Shane's press relations

We can't wait for Shane MacGowan to get to town for the Irish Expo 2001 on St. Patrick's Day weekend. The singer, known for his hard-partying ways and no-B.S. approach to life, has apparently lost none of his edge. That famous temper is alive and well, at least according to a story in this week's Sunday World.

It seems that MacGowan was not enjoying himself during an interview in a Dublin pub recently. When British journalist Eddie Hardin asked him about working with the Dubliners back in the '90s, MacGowan let loose a stream of unquotable invective.

Hardin asked what the problem was. Shane replied, "You're an English bastard."

Hardin soldiered on with another question, which inspired MacGowan to grab the reporter's tape recorder and fling it at him.

"He threw it from point-blank range," fumed Hardin. "It hit me right between the eyes."

A scuffle ensued.

"I found myself rolling around the floor with my hero in a headlock," said Hardin. "I gave him a good clunk in the face, and he went straight down."

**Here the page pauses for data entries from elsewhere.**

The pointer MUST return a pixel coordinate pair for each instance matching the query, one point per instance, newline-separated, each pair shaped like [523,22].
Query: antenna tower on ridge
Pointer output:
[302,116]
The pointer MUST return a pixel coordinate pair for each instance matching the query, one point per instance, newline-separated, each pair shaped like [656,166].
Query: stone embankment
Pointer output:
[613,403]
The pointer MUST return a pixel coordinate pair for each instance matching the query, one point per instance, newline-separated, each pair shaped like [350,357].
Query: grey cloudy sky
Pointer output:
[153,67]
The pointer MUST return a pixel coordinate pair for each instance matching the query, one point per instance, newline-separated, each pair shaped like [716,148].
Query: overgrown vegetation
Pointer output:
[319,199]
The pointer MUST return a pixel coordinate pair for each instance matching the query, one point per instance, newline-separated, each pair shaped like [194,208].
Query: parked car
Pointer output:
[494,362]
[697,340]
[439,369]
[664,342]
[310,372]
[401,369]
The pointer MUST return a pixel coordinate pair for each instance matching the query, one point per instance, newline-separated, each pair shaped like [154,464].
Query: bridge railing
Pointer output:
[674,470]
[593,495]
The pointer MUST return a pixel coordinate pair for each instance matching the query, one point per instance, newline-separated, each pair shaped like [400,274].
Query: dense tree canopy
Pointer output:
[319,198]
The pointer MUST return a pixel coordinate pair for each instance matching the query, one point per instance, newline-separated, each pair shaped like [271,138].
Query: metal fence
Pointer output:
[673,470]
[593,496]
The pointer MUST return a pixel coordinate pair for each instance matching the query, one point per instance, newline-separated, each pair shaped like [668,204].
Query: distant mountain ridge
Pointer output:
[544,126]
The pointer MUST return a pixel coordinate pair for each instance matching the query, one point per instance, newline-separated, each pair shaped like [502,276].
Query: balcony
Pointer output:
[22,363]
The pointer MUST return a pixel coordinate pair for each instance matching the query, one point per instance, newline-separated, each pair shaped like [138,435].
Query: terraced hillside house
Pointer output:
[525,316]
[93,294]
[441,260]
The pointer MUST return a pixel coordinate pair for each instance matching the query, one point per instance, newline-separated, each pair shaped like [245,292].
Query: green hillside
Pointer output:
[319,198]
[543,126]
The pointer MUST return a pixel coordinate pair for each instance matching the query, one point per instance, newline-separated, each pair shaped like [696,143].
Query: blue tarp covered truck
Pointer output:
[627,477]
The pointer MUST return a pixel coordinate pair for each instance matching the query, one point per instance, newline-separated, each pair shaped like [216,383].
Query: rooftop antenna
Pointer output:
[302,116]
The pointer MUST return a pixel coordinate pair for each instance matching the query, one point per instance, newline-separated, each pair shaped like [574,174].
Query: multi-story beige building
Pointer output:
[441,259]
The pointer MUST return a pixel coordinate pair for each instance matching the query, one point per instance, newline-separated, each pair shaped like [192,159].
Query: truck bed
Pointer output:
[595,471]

Brawl or no brawl, the indestructible MacGowan performed as scheduled in Dublin's Temple Bar. He and his band, the Popes, will headline the Viper Ball on Saturday, March 17, and the Bartenders Ball on Monday, March 19, both at Webster Hall. Tickets are available through Ticketmaster at (212) 307-7171, at Webster Hall at (212) 604-4804 or through the Expo's website, www.irishexpo2001.com.


                      
Interviewer lays out 'wild man' MacGowan
(Filed: 02/03/2001)
SHANE MACGOWAN, the unpredictable Irish singer, is nursing a sore face after a reporter ended an interview by planting one on his nose.

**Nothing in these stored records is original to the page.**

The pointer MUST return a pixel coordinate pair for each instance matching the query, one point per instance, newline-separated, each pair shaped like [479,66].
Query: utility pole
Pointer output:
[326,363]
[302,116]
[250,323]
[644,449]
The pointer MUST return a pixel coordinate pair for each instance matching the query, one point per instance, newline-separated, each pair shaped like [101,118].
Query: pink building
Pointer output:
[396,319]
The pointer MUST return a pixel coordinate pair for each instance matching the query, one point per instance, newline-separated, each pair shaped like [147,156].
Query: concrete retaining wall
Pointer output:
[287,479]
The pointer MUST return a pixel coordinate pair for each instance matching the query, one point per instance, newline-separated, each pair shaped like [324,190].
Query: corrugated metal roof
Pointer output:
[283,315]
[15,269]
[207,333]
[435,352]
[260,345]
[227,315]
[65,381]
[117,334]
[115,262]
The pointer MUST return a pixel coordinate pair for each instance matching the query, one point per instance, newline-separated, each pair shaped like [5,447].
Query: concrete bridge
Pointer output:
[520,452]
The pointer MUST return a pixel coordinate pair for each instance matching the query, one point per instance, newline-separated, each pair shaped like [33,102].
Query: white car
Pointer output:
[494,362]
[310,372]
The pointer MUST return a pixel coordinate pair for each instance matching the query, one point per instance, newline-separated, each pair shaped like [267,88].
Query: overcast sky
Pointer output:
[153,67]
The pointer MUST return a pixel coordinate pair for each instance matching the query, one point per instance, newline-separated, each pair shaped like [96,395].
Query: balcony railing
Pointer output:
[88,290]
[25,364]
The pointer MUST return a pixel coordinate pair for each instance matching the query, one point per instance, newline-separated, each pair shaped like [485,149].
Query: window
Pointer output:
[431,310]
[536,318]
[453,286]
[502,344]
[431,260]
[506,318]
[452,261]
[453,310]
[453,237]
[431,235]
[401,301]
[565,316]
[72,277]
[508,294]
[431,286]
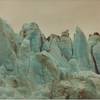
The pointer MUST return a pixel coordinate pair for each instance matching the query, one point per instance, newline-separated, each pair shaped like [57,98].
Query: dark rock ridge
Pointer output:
[35,67]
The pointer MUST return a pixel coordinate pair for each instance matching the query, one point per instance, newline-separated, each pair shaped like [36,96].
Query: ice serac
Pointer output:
[94,43]
[7,53]
[81,53]
[65,45]
[32,32]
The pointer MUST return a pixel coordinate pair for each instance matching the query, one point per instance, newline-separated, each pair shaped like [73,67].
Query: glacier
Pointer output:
[33,66]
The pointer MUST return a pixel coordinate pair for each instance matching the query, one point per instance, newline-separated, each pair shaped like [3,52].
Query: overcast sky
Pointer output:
[53,16]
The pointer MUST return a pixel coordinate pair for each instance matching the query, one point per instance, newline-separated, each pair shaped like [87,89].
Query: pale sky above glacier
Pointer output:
[53,16]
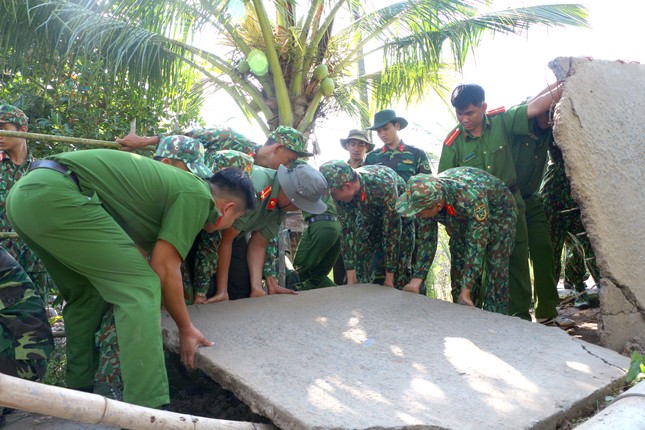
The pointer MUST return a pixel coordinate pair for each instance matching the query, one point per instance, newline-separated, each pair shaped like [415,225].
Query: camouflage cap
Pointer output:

Eddie Hardin of Front magazine met MacGowan in a Dublin pub. "I tried bringing up the Dubliners, with whom Shane sang the stirring album Wild Rover," Hardin writes in next Thursday's issue. " 'They'd probably tie you up, put you in the boot of a car and hang you up somewhere,' Shane informed me.

"Rather bemused, I asked why they would do such a thing. 'Cos you're an English bastard,' came the answer. By now I was starting to get the vibe that Shane and I weren't getting on too well." Not long afterwards, a question seemed to cause MacGowan offence.

"He picked up my Dictaphone and, from point-blank range, he threw it directly at me. I kid you not, it hit me right between the eyes. A split-second later, I found myself rolling around the floor with my hero in a headlock, punches flying."
"You know how sometimes you just see red," Hardin said yesterday. "I gave him a good clunk in the face, and he went straight down. He didn't land a punch."


                                   
It's been a long road to Tipperary
Quick! Lock up the . . . well, we're not exactly sure what to lock up. The news is that notorious bad boy rocker Shane MacGowan has settled down in the village of Silvermones, Co. Tipperary. Citizens, use your own judgment.

The former Pogues front man, whose hard-living lifestyle and brash exterior hide the soul of a poet, has made what he says is his final move.

"I will stay here for the rest of my life," the 43-year-old MacGowan told the Sunday World.

"This has always been my home. However far I wander, this is where I belong."

MacGowan, who spent much of his childhood in Ireland before his family moved to London, says that he inherited his musical talent from his mother's side of the family.

"My grandmother -- all the Lynches -- were musical and my mum is a Lynch," he said. "That is where I get it from.

"I am a modern Irish dance band leader and bar singer and a writer."

MacGowan's legendary hard-man reputation was enhanced a few months back when he and a music journalist wound up in a punching match during an interview. His recent battles with the press stem, he says, from the "rough ride" he's been given by music scribes.

"They give me loads of bad publicity. Bad publicity is great," he said.

"I love any publicity. So if they think that I am an awful person and want to keep writing about it all the time, that means I am in the papers all the time, on the telly all the time, on the radio all the time.

"I don't get upset -- my parents get upset. [And] being Irish, you have friends and relations all over the world, and . . . they read in the paper that you are at death's door because you are drinking 18 gallons of rat poison a day. How many years have [the press] been saying, 'that guy is going to be dead in a year'?"